Engineering

Making Go errors play nice with Sentry

Scrabble of Own Your Errors

Here at incident.io, we provide a Slack-based incident response tool. The product is powered by a monolithic Go backend service, serving an API that powers Slack interactions, serves an API for our web dashboard, and runs background jobs that help run our customers incidents.

Incidents are high-stakes, and we want to know when something has gone wrong. One of the tools we use is Sentry, which is where our Go backend send its errors.

When something goes wrong, we:

  • Open the error in Sentry
  • Use the stacktrace to find the code that went wrong
  • Go into the code to apply a fix

Sadly, standard Go errors don't have stacktraces. In fact, the way Go wants to model errors makes it hard to get much value from a tool like Sentry at all.

We've had a nightmare getting errors to work for us. While we're a long way from perfect, our setup is much closer to what we were used to in other languages, and Sentry is much more useful as a result.

Here's how we did it.

Stacktraces, please!

Sentry is almost useless without a stacktrace.

As Go's standard library opts not to implement them, we need to find a library that does.

Written by Dave Cheney, pkg/errors is the de-facto standard for Go applications. For years this package has been the standard error library for Go, though the project is now archived. I suggest we ignore that, as the library's ubiquity means it's unlikely to disappear, and there isn't an alternative that offers the same functionality.

pkg/errors implements a StackTracer error which provides what we need. Many tools have been built against this interface – Sentry included – so provided we use its errors.New, Sentry will be able to extract the trace and present it.

import (
  "github.com/pkg/errors"
)

func main() {
  errors.New("it ded") // will include a stacktrace
}

As a sidenote, it took a while to understand which package to use. While pkg/errors seems to have won, it's archived and unmaintained, which isn't the best of signs. Then xerrors had similar goals, but is also shutdown and only partly incorporated in the standard library.

For something as critical as how to handle errors, it's a confusing ecosystem to find yourself in.

All errors get stacktraces

With pkg/errors we can now create errors which include stacktraces. But it's not always our code that produces the error, and while we can lint our own code to ensure we always use pkg/errors, a lot of our dependencies (including the standard library) won't.

If, for example, we have:

f, err := os.Open(filename)

We're stuffed, as the err won't have a stacktrace at all.

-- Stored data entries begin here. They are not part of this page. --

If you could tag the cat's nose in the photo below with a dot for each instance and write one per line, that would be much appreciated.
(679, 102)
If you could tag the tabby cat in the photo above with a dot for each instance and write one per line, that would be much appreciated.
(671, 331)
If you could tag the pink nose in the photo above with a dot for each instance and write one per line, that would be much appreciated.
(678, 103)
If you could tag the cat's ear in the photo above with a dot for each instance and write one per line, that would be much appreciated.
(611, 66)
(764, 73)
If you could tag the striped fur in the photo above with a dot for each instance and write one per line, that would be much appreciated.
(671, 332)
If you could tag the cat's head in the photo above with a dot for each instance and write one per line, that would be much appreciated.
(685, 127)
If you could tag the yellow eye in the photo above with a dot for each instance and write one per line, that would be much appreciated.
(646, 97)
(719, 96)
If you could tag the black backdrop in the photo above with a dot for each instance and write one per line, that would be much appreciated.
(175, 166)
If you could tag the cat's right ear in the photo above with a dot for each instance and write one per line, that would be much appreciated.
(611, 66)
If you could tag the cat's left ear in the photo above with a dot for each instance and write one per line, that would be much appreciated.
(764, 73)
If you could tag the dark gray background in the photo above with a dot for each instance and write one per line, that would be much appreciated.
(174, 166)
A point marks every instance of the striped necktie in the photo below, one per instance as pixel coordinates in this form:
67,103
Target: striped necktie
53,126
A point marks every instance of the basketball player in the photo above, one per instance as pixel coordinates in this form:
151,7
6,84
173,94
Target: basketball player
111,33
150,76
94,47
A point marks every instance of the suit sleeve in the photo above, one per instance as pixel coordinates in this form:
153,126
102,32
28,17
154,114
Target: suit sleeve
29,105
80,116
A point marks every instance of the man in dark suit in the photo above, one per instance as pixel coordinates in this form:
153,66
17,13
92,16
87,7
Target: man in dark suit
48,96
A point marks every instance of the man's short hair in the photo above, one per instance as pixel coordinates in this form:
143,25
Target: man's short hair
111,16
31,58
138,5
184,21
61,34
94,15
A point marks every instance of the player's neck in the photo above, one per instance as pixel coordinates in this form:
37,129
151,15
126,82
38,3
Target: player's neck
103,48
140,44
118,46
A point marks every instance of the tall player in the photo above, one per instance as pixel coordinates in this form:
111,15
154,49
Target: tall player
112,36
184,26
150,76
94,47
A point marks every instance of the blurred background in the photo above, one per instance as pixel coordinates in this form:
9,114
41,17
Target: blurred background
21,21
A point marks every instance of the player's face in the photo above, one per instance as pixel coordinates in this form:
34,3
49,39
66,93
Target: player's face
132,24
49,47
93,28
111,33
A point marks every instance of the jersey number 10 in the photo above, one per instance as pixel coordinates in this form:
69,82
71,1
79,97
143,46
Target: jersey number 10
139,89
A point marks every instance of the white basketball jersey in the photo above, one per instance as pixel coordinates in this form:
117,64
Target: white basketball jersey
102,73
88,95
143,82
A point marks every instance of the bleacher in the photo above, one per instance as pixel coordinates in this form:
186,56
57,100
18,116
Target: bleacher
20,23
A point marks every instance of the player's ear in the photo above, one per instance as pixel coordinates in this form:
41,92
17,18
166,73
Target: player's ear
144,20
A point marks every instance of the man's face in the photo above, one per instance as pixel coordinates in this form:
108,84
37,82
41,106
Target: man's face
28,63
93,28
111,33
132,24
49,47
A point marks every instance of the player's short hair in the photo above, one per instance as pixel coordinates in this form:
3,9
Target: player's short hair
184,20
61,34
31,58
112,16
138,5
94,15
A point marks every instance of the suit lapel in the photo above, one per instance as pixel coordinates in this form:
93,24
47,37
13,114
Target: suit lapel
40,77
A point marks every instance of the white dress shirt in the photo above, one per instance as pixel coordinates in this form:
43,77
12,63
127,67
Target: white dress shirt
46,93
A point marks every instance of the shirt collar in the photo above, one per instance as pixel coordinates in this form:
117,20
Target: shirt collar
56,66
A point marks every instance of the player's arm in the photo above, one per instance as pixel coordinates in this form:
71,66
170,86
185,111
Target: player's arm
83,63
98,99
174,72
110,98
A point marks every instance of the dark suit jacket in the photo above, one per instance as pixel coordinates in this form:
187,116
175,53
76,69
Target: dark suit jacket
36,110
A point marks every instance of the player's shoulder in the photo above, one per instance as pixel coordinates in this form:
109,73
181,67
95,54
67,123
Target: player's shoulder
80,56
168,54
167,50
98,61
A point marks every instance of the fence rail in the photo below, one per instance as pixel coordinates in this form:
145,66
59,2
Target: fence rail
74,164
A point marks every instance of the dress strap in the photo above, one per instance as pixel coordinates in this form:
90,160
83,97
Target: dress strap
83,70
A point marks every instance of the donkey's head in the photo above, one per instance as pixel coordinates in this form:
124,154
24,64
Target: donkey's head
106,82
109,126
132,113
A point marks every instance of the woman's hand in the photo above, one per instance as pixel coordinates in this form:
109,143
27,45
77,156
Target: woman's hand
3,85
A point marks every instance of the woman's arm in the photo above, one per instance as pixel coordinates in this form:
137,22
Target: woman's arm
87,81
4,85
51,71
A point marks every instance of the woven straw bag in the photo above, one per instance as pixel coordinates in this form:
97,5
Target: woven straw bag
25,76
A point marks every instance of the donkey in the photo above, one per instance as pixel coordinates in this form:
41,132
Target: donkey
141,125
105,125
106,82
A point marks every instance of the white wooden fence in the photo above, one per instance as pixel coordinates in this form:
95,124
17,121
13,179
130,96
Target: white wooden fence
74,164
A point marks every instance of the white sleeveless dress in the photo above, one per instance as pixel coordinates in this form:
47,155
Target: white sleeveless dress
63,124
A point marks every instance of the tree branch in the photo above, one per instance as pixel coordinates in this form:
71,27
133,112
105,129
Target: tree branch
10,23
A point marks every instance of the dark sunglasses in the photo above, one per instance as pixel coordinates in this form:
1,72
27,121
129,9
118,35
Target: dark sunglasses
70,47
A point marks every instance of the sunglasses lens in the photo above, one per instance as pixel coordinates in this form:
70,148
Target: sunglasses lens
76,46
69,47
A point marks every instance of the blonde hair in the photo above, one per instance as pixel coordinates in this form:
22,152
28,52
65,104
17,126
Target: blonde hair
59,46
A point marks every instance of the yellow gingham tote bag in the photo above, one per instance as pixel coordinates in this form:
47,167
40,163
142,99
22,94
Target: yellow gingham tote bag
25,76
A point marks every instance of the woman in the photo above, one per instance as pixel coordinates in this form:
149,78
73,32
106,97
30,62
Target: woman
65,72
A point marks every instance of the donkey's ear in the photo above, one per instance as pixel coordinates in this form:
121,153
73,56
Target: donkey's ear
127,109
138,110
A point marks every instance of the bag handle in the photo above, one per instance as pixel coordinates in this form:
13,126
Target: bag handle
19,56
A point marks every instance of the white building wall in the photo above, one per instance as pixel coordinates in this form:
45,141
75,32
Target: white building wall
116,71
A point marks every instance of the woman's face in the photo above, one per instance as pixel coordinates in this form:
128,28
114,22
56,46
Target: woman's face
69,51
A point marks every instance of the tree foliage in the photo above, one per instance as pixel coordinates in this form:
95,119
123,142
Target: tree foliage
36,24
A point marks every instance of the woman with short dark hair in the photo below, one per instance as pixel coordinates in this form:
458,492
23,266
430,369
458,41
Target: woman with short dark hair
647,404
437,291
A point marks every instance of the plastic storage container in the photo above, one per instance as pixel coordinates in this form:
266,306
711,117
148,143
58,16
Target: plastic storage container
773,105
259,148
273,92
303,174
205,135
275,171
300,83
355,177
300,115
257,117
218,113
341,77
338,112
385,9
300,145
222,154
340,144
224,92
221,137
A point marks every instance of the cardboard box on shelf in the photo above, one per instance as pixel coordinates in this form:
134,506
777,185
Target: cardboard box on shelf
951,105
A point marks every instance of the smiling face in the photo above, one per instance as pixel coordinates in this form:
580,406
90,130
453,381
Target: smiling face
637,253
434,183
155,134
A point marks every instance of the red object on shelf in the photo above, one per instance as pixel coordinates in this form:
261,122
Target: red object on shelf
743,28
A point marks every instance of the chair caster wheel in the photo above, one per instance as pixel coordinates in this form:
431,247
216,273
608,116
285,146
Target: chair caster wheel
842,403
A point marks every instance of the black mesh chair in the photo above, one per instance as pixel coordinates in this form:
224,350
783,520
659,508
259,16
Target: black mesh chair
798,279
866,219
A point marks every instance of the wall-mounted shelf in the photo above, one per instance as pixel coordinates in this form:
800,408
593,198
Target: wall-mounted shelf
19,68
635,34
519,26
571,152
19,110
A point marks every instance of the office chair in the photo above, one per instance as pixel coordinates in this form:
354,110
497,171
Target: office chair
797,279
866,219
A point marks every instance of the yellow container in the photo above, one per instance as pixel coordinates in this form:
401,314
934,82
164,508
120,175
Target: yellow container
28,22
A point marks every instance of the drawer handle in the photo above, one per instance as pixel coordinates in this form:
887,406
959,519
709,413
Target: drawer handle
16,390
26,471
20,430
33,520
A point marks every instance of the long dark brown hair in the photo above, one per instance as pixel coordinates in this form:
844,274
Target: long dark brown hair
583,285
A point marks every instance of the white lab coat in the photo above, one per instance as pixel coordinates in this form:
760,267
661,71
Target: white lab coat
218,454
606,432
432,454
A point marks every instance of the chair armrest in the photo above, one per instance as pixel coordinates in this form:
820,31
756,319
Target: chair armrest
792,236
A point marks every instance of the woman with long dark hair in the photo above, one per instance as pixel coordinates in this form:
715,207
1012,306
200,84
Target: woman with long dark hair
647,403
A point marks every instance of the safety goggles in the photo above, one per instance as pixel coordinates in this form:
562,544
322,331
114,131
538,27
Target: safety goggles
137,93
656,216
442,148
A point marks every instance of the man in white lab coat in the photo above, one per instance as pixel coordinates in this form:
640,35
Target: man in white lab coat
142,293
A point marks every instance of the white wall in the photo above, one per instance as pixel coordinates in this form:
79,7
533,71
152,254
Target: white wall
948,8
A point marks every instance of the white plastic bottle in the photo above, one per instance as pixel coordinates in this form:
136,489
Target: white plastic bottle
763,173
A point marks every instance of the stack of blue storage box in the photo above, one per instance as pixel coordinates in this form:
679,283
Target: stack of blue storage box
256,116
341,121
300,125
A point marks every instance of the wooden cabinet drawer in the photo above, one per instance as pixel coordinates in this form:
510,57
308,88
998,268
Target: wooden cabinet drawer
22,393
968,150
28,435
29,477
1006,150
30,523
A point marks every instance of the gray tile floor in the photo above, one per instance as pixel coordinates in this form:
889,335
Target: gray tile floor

The errors returned from the stdlib are extremely basic, and don't want to pay the performance penalty of building a stacktrace. As an example, here's the definition of fs.PathError which you receive if Open can't find a file:

type PathError struct {
	Op   string
	Path string
	Err  error
}

As you can see, there's no stacktrace to be found in that struct.

To fix this, we're going to try 'wrapping' our errors, using the Wrap function that comes with pkg/errors.

In our codebase, you'll almost always see the following pattern when handling errors:

f, err := os.Open(filename)
if err != nil {
  return errors.Wrap(err, "opening configuration file")
}

Wrap does two things here: first, it creates an error with a stacktrace set to wherever you called Wrap. When we send this error to Sentry, it will include a stacktrace, helping us in our debugging.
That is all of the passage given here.